4) Comparison of model performance: The UNet quickly reduces the validation loss at the start, but has higher fluctuations later. The Res-UNet starts with a moderate loss, experiences some early fluctuations, and finally stabilizes. The attention Res-UNet consistently performs well from the beginning with the minimal fluctuation.

Overall, these results highlight trade-offs between the rapid initial learning and the model stability. The UNet learns quickly but exhibits greater instability, while the Res-UNet and attention Res-UNet provide more consistent and reliable prediction performances. Table 2 provides performance metrics for the UNet, Res-UNet, and attention Res-UNet, when applied to test data.

Model Focal Loss Accuracy Precision Recall Dice IoU
UNet 0.0169 0.987 0.852 0.623 0.72 0.563
Res-UNet 0.0062 0.996 0.923 0.939 0.931 0.870
attention Res-UNet 0.0055 0.996 0.902 0.946 0.923 0.858
Table 2 Performance Metrics for UNet, Res-UNet, and attention Res-UNet on test data

1) Focal loss: All the models achieve low focal losses with the Res-UNet and attention Res-UNet outperforming the UNet. The attention Res-UNet achieves the lowest focal loss, highlighting its proficiency in addressing the problem of class imbalance. This means that the variants perform better at focusing on hard-to-classify pixels, which is the tumor class.

2) Accuracy: The Res-UNet and attention Res-UNet exhibit impressive accuracies of approximately 99.6%, surpassing the 98.7% accuracy of the UNet. Both Res-UNet and attention Res-UNet excel in pixel-level classification.

3) Precision and recall: The Res-UNet demonstrates superior precision, indicating accurate positive pixel classification with the minimal false positive. The UNet and attention Res-UNet exhibit slightly lower precision values. Conversely, the attention Res-UNet achieves the highest recall, suggesting its effectiveness in capturing a larger proportion of true positives.

4) Dice coefficient: The Res-UNet achieves the highest dice coefficient at approximately 0.931, signifying accurate spatial prediction performances.

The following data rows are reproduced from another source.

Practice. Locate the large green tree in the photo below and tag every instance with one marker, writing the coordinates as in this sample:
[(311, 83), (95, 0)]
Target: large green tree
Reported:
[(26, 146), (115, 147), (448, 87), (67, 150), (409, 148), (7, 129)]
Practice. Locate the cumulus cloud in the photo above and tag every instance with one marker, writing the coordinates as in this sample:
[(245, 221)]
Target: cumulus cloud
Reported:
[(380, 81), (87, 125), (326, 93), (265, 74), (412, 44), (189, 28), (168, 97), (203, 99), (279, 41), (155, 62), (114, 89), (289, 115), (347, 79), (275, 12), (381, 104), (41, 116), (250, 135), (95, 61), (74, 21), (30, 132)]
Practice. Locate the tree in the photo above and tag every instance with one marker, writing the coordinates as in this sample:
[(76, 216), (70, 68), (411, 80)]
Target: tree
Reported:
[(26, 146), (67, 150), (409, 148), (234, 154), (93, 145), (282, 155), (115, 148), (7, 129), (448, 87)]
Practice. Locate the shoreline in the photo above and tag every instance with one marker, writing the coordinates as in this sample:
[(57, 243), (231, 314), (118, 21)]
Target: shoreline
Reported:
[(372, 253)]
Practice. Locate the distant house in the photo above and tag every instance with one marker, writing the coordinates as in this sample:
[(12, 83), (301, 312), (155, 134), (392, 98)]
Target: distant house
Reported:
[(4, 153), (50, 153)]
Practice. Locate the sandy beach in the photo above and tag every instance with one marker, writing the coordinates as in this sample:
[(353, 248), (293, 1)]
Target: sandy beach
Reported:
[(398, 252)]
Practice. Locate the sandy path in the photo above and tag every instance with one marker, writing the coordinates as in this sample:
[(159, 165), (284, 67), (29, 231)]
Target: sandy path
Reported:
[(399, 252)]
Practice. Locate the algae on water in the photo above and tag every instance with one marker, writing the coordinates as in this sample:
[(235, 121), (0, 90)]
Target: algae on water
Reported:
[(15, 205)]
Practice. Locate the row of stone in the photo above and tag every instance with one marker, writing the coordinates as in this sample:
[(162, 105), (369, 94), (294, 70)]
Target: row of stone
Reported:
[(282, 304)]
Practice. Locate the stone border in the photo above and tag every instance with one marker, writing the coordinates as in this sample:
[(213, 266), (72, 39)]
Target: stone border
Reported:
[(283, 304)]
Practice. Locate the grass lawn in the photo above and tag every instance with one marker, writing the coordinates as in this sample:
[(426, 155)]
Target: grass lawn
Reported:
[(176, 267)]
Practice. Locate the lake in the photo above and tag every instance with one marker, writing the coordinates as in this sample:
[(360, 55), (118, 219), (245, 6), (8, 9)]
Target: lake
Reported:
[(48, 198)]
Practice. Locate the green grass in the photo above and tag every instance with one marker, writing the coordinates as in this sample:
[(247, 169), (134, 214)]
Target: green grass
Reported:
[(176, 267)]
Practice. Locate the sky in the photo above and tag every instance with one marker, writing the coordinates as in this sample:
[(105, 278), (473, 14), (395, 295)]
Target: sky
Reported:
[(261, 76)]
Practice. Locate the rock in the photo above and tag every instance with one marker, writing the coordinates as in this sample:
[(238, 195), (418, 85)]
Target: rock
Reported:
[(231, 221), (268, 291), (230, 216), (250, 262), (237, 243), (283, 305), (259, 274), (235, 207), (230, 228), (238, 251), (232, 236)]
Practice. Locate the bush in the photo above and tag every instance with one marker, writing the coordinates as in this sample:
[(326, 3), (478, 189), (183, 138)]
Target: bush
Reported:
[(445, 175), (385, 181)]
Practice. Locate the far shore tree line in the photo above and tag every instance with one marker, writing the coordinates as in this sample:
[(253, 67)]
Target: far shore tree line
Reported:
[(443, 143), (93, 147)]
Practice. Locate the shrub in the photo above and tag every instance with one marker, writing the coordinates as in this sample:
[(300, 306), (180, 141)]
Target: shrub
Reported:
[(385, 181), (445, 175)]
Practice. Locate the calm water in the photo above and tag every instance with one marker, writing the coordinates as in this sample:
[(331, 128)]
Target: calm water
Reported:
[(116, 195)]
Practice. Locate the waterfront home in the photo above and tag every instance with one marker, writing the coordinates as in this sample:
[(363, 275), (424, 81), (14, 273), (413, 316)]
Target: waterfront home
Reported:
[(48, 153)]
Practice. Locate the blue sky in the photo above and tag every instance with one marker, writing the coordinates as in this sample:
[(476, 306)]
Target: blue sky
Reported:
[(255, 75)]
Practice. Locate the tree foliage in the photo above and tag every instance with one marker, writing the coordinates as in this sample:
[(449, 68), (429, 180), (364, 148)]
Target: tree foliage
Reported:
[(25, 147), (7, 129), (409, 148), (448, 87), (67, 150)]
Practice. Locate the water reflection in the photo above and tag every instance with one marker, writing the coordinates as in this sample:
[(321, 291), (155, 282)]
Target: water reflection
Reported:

The UNet and attention Res-UNet yield slightly lower dice coefficients, but maintain strong performances.

5) Intersection over union (IoU): The Res-UNet achieves the highest IoU of approximately 0.870, indicating the superior spatial overlap. The UNet and attention Res-UNet record slightly lower IoU values, though they continue to deliver commendable results in this aspect.

In summary, the Res-UNet and attention Res-UNet consistently outperform the UNet across multiple performance metrics, underscoring their superior performances in image segmentation of the test data. The Res-UNet excels in the precision, dice coefficient, and IoU, while the attention Res-UNet achieves the highest recall.

4.4. Discussions

Figure 5 shows four examples with given images and ground truth masks followed by the prediction from the three models. The four examples are chosen as they represent different types of results observed in the whole test prediction.

The UNet exhibits sensitivity to tumor features and shows promising performances in identifying likely tumor locations, but tends to misclassify tumor pixels as the background, leading to false negatives. The UNet also mistakenly classifies the background pixels as tumors, causing false positives and impacting precision. The Res-UNet and attention Res-UNet, on the other hand, deliver highly accurate predictions (thereby capturing fine details and maintaining a balance between sensitivity and specificity), but occasionally overestimate tumor presence.

The UNet and its variants perform adequately in most cases, but struggle when tumors are very small or have complex boundaries. The UNet also faces challenges of class imbalance, resulting in misclassification and poor recall. The Res-UNet and attention Res-UNet mitigate these limitations, successfully locating tumors in challenging conditions and reducing misclassifications significantly. The attention Res-UNet excels in handling the problem of class imbalance.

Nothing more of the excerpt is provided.